Participantes e instituições que acompanharam as negociações em Bonn expressaram preocupação com a falta de avanços em temas centrais da agenda climática. Simon Stiell, secretário-executivo da Convenção-Quadro das Nações Unidas sobre Mudanças Climáticas (UNFCCC), ressaltou a importância da colaboração internacional e a necessidade de implementação dos compromissos do Acordo de Paris, sugerindo que os trabalhos realizados servirão como base para futuros diálogos.

Críticas das Organizações da Sociedade Civil

Por outro lado, organizações da sociedade civil adotaram uma postura mais crítica em relação aos resultados. O Observatório do Clima (OC) descreveu a conferência como decepcionante, sinalizando um ambiente de incertezas políticas que dificultaram o progresso em questões cruciais, como a meta global de adaptação e o programa de trabalho de mitigação.

Resistências e Impasses

O OC destacou a resistência dos negociadores em preservar compromissos previamente acordados, além da tentativa de adiar a divulgação de documentos fundamentais sobre a crise climática. Uma das situações mais inusitadas foi a pressão de países em desenvolvimento, liderados por China e Índia, para atrasar a publicação do sétimo relatório do IPCC, criando um clima de tensão entre os participantes.

Bloqueios nas Negociações

A LACLIMA também observou que os últimos dias da SB64 foram marcados por bloqueios sistemáticos, com decisões adiadas em temas como financiamento climático e adaptação.
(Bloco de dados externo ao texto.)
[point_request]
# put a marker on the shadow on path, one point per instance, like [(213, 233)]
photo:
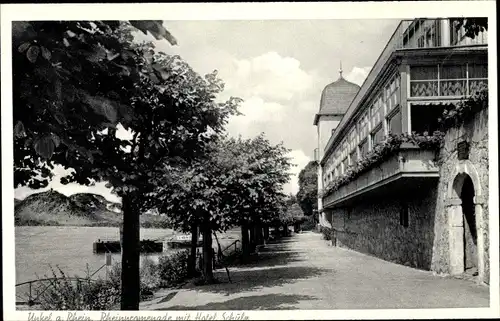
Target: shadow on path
[(271, 267), (252, 302)]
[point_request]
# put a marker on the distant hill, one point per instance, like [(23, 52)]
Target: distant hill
[(83, 209)]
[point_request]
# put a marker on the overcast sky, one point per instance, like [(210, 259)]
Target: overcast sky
[(279, 68)]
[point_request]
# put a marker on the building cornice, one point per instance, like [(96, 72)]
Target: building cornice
[(397, 57)]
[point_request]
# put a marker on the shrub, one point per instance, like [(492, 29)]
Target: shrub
[(327, 233), (172, 269), (309, 224), (66, 293), (149, 277), (381, 152)]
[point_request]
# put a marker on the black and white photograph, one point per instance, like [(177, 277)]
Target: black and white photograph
[(240, 161)]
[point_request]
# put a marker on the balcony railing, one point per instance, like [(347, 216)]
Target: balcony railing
[(409, 162), (410, 34)]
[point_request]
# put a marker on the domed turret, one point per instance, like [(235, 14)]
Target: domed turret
[(336, 98)]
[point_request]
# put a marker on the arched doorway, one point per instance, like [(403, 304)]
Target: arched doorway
[(470, 230), (465, 221)]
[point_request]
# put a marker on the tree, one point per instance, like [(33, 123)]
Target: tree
[(307, 196), (472, 26), (237, 183), (109, 80)]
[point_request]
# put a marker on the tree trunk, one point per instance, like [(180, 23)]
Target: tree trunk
[(192, 256), (285, 230), (207, 251), (131, 288), (258, 234), (245, 242), (266, 232), (252, 238)]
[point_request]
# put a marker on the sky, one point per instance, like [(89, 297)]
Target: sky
[(278, 67)]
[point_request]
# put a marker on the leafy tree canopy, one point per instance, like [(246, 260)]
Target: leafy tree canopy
[(240, 181)]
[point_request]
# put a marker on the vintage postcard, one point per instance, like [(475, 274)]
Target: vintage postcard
[(240, 161)]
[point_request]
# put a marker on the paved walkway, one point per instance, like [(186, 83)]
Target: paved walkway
[(302, 272)]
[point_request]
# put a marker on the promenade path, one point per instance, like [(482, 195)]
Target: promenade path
[(303, 272)]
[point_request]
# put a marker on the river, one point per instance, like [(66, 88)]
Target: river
[(70, 248)]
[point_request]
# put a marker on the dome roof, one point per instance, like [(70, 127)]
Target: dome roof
[(336, 98)]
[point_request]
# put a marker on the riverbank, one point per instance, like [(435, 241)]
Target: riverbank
[(302, 272), (37, 249), (110, 220), (51, 208)]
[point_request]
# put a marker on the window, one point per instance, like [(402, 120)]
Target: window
[(377, 136), (363, 126), (352, 140), (394, 122), (478, 77), (447, 80), (363, 148), (425, 118), (456, 35), (376, 111), (424, 81), (452, 80), (404, 214), (345, 164), (354, 157), (392, 95)]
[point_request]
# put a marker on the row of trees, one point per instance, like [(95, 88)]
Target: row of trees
[(237, 183), (76, 83)]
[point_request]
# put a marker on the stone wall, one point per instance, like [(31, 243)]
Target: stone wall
[(374, 228), (474, 131)]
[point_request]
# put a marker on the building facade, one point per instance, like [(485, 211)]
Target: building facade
[(419, 207)]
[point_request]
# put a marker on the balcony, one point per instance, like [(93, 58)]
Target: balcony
[(411, 167), (412, 36)]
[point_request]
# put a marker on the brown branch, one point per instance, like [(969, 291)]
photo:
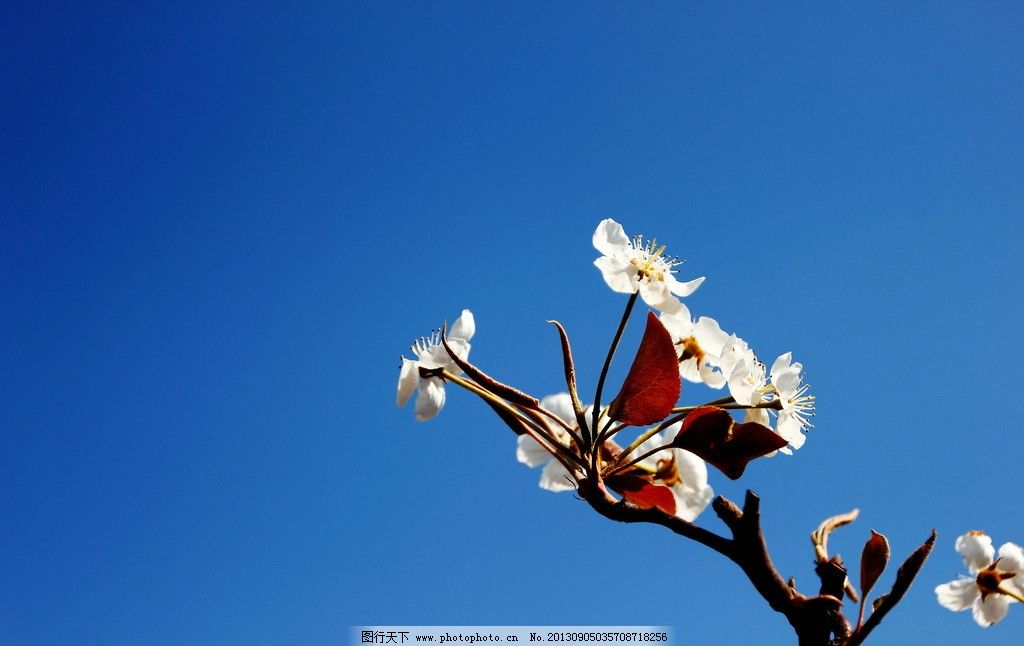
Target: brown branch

A analista de políticas climáticas Marina Guião alertou sobre a falta de consenso em torno do financiamento internacional, destacando um impasse que pode comprometer a agenda da COP31.

A Necessidade de Ações Concretas

A Climate Action Network (CAN) identificou a estagnação nas discussões sobre adaptação como um dos principais pontos críticos, enfatizando que a falta de acordos nas questões de financiamento evidencia a necessidade de aumentar o apoio financeiro aos países em desenvolvimento para facilitar a implementação de compromissos climáticos.

Uma Perspectiva mais Otimista

Em contraste com as avaliações mais pessimistas, a World Wildlife Fund (WWF) adotou uma visão mais otimista, considerando que Bonn representou uma mudança gradual no foco das negociações, passando de promessas para ações práticas. Alexandre Prado, líder de mudanças climáticas da WWF, destacou a importância da liderança brasileira na COP30 para fomentar discussões sobre temas urgentes.

Transformando Compromissos em Resultados

Tatiana Oliveira, da WWF-Brasil, enfatizou que, apesar do engajamento político demonstrado, é essencial converter esse envolvimento em resultados tangíveis, especialmente no que diz respeito ao financiamento climático, que continua sendo uma questão crítica para a implementação de ações de mitigação e adaptação nos países mais vulneráveis.

Conclusão

A Conferência de Bonn evidenciou tanto os desafios persistentes quanto as oportunidades para um avanço mais significativo nas negociações climáticas. Enquanto algumas organizações expressam frustração com os resultados, outras veem um potencial para a transição das promessas para a ação. A COP31 promete ser um campo de batalha crucial para resolver os impasses atuais e avançar na luta contra as mudanças climáticas.